Another section, “Energy Issues,” provides statistics, such as renewable energy system costs, new project developments and job creation. The site’s “Energy Library” is a list of about a year and a half’s worth of industry reports and select independent studies. 

The Twitter account, which has 364 followers so far, is also run by ACORE. The group will tweet figures and will intervene in conversations when it sees inaccurate claims being made against renewables.

At the conference, ACORE members seemed enthusiastic about the idea.

“I think it certainly makes sense that the industry provide a set of clear statements and clear responses to some of the charges and incorrect assumptions which are made regarding renewable energy as a whole,” said Michael Whalen, chief financial officer of SolarReserve, a Santa Monica, Calif.-based solar developer.

SolarReserve saw its own share of bad press last fall after the Energy Department finalized a $737 million loan guarantee for the firm’s Crescent Dunes solar thermal power plant in Nevada.

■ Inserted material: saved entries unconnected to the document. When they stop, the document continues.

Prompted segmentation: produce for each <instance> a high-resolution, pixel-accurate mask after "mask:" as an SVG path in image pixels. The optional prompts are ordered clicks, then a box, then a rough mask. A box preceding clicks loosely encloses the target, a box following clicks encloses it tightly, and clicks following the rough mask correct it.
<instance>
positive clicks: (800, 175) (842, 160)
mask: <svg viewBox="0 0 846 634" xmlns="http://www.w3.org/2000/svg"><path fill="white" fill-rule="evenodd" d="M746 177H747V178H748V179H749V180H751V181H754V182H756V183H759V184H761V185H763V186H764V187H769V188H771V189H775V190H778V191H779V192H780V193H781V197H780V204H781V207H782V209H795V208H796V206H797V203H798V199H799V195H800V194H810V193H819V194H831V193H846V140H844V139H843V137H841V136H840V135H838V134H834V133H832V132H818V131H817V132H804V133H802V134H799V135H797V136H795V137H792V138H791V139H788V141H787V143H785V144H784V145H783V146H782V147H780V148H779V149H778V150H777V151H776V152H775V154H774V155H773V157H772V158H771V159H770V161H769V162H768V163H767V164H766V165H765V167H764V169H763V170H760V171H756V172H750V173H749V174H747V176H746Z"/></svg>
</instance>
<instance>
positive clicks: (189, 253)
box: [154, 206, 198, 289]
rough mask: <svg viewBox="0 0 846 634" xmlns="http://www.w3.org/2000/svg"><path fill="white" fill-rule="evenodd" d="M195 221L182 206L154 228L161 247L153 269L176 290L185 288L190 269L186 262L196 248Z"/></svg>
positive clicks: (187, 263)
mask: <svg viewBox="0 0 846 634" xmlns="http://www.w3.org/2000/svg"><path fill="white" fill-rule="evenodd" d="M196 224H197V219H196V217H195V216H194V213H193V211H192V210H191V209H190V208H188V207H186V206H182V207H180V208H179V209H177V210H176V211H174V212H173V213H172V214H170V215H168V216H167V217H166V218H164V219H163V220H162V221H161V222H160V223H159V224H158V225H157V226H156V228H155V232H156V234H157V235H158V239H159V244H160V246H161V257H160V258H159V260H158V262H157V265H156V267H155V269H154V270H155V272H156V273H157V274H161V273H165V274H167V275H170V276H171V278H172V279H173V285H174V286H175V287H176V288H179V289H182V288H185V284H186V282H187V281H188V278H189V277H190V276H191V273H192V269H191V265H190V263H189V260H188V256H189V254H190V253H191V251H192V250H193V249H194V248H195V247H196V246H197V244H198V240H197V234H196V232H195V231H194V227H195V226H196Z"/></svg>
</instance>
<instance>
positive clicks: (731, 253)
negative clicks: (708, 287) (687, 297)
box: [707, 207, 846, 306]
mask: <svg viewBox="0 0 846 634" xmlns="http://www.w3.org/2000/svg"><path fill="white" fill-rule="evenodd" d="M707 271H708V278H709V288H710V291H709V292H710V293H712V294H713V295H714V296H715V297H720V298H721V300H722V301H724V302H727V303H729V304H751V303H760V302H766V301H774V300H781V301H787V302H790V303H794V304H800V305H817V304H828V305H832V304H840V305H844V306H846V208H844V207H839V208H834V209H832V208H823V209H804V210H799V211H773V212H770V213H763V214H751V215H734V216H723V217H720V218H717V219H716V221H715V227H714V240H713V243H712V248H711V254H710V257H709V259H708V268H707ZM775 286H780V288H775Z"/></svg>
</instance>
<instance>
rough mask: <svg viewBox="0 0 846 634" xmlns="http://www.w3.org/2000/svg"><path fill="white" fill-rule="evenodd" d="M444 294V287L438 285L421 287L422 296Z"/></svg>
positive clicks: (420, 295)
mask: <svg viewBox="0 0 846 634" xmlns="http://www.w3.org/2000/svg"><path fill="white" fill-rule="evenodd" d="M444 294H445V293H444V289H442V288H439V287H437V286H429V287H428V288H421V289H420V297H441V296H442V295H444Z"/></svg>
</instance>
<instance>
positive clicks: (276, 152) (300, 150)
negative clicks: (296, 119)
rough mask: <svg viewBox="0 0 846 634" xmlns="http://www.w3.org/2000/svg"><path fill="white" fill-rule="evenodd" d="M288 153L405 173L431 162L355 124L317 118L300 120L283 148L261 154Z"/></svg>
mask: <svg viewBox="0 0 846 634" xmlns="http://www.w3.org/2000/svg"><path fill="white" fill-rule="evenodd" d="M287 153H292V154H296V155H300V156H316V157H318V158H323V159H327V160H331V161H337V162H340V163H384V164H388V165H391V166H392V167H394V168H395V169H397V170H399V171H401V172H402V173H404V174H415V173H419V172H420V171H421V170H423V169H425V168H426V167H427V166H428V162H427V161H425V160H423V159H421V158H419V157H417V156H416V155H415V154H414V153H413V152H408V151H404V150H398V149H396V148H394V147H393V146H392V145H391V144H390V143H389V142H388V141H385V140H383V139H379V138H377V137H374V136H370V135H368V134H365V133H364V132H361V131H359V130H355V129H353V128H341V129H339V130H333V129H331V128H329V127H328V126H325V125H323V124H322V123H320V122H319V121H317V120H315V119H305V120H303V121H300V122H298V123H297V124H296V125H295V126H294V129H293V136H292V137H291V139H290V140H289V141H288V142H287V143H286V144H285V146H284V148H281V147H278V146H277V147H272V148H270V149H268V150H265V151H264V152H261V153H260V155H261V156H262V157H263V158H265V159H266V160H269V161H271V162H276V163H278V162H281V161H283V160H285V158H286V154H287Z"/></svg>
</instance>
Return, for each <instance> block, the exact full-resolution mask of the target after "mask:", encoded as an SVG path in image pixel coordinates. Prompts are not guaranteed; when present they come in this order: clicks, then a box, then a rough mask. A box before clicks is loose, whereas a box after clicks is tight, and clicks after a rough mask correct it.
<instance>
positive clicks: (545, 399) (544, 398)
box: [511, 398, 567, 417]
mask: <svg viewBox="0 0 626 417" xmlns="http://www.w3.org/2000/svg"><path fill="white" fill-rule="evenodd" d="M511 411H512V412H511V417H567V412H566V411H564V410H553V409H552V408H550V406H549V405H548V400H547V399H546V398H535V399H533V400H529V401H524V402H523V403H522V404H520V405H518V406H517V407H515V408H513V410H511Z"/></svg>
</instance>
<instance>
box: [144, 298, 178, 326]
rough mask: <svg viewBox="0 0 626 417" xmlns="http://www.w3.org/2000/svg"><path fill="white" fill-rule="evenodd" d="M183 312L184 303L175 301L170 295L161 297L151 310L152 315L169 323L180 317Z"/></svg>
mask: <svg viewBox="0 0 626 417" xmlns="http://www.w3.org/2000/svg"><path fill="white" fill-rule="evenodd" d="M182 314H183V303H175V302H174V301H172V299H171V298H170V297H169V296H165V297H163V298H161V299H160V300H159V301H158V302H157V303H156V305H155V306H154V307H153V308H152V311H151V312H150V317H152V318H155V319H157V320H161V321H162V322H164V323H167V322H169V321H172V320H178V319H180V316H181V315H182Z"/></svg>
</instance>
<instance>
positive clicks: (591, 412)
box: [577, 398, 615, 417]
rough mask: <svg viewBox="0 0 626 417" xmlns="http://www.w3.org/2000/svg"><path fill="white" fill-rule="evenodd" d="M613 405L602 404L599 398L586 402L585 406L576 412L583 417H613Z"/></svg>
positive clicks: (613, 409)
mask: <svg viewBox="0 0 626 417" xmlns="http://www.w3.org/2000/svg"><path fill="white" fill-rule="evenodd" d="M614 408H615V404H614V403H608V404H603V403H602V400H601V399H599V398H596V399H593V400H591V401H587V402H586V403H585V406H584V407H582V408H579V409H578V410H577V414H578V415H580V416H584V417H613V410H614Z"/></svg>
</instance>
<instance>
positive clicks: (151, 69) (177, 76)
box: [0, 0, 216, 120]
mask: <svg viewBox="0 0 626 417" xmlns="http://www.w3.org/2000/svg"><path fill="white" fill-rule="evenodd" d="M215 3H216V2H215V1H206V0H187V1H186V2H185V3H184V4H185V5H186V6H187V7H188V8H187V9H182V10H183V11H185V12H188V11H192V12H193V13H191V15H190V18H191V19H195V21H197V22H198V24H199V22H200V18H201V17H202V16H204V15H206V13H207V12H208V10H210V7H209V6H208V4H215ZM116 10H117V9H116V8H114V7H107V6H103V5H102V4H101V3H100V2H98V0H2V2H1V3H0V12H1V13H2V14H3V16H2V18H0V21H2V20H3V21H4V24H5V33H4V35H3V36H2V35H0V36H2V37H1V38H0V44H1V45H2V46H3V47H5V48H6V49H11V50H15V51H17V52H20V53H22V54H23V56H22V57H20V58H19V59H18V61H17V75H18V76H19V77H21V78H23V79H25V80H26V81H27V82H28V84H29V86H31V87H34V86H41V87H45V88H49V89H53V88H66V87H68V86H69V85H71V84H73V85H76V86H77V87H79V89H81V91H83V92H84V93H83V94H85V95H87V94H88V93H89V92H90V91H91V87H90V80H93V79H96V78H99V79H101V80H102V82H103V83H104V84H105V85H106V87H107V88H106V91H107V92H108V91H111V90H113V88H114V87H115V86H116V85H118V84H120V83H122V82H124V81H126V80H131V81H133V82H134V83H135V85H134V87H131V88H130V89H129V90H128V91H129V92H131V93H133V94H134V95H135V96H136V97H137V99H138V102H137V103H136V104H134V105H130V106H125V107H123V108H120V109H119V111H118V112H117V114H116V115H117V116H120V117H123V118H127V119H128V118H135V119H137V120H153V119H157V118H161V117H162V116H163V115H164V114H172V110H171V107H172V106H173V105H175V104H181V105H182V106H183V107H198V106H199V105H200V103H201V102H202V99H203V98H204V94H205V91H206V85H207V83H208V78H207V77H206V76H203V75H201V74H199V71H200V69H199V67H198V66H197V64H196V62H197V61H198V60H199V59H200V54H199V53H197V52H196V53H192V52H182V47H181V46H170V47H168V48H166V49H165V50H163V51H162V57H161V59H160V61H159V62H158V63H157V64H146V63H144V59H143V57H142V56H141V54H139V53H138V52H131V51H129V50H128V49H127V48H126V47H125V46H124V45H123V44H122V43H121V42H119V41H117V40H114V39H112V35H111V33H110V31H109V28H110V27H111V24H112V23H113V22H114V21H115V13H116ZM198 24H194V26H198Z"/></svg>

The announcement came a month after Solyndra’s bankruptcy. Word soon got out that one of Solyndra’s investors, George Kaiser, an oil executive and an Obama campaign contributor, was also an investor in SolarReserve, sparking accusations that Obama showed political favoritism when granting that loan, too.

Whalen said the coverage didn’t harm his company, but he expressed frustration at what he sees as misperceptions about solar power’s limitations.

“We’d love to have rebuttal space,” he said.